/spoken-to-signed-translation

a text-to-gloss-to-pose-to-video pipeline for spoken to signed language translation

Primary LanguagePythonMIT LicenseMIT

Gloss-Based Pipeline for Spoken to Signed Language Translation

a text-to-gloss-to-pose-to-video pipeline for spoken to signed language translation.

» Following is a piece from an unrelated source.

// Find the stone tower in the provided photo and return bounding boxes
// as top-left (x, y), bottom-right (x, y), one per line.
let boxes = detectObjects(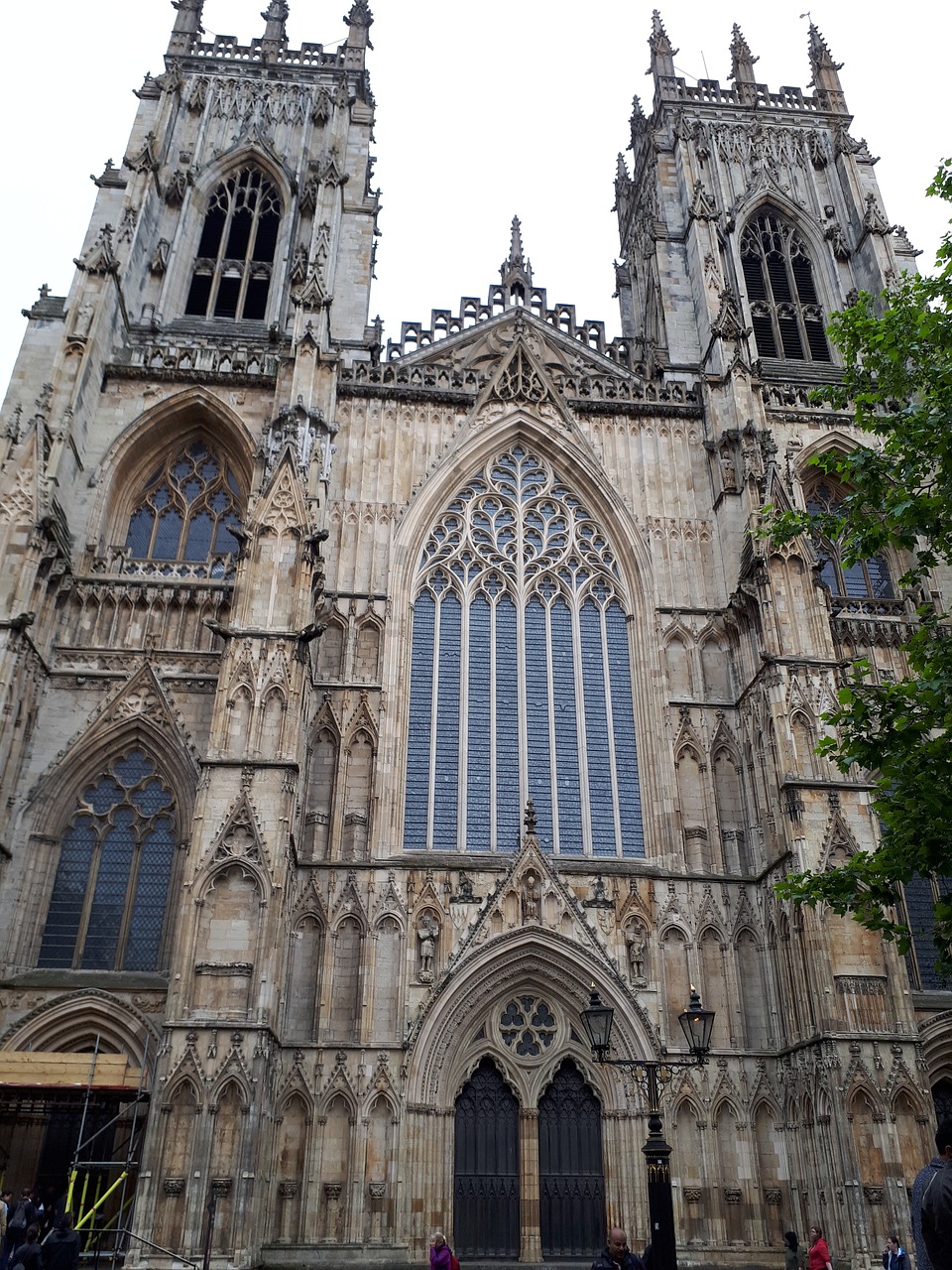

Visualization of our pipeline

Install

pip install git+https://github.com/ZurichNLP/spoken-to-signed-translation.git

Then, to download a lexicon, run:

download_lexicon \
  --name <signsuisse> \
  --directory <path_to_directory>

Usage

For language codes, we use the IANA Language Subtag Registry. Our pipeline provides multiple scripts.

To quickly demo it using a dummy lexicon, run:

Open In Colab
git clone https://github.com/ZurichNLP/spoken-to-signed-translation
cd spoken-to-signed-translation

text_to_gloss_to_pose \
  --text "Kleine Kinder essen Pizza." \
  --glosser "simple" \
  --lexicon "assets/dummy_lexicon" \
  --spoken-language "de" \
  --signed-language "sgg" \
  --pose "quick_test.pose"

Text-to-Gloss Translation

This script translates input text into gloss notation.

text_to_gloss \
  --text <input_text> \
  --glosser <simple|spacylemma|rules|nmt> \
  --spoken-language <de|fr|it> \
  --signed-language <sgg|ssr|slf>

Pose-to-Video Conversion

This script converts a pose file into a video file.

pose_to_video \
  --pose <pose_file_path>.pose \
  --video <output_video_file_path>.mp4

Text-to-Gloss-to-Pose Translation

This script translates input text into gloss notation, then converts the glosses into a pose file.

text_to_gloss_to_pose \
  --text <input_text> \
  --glosser <simple|spacylemma|rules|nmt> \
  --lexicon <path_to_directory> \
  --spoken-language <de|fr|it> \
  --signed-language <sgg|ssr|slf> \
  --pose <output_pose_file_path>.pose

Text-to-Gloss-to-Pose-to-Video Translation

This script translates input text into gloss notation, converts the glosses into a pose file, and then transforms the pose file into a video.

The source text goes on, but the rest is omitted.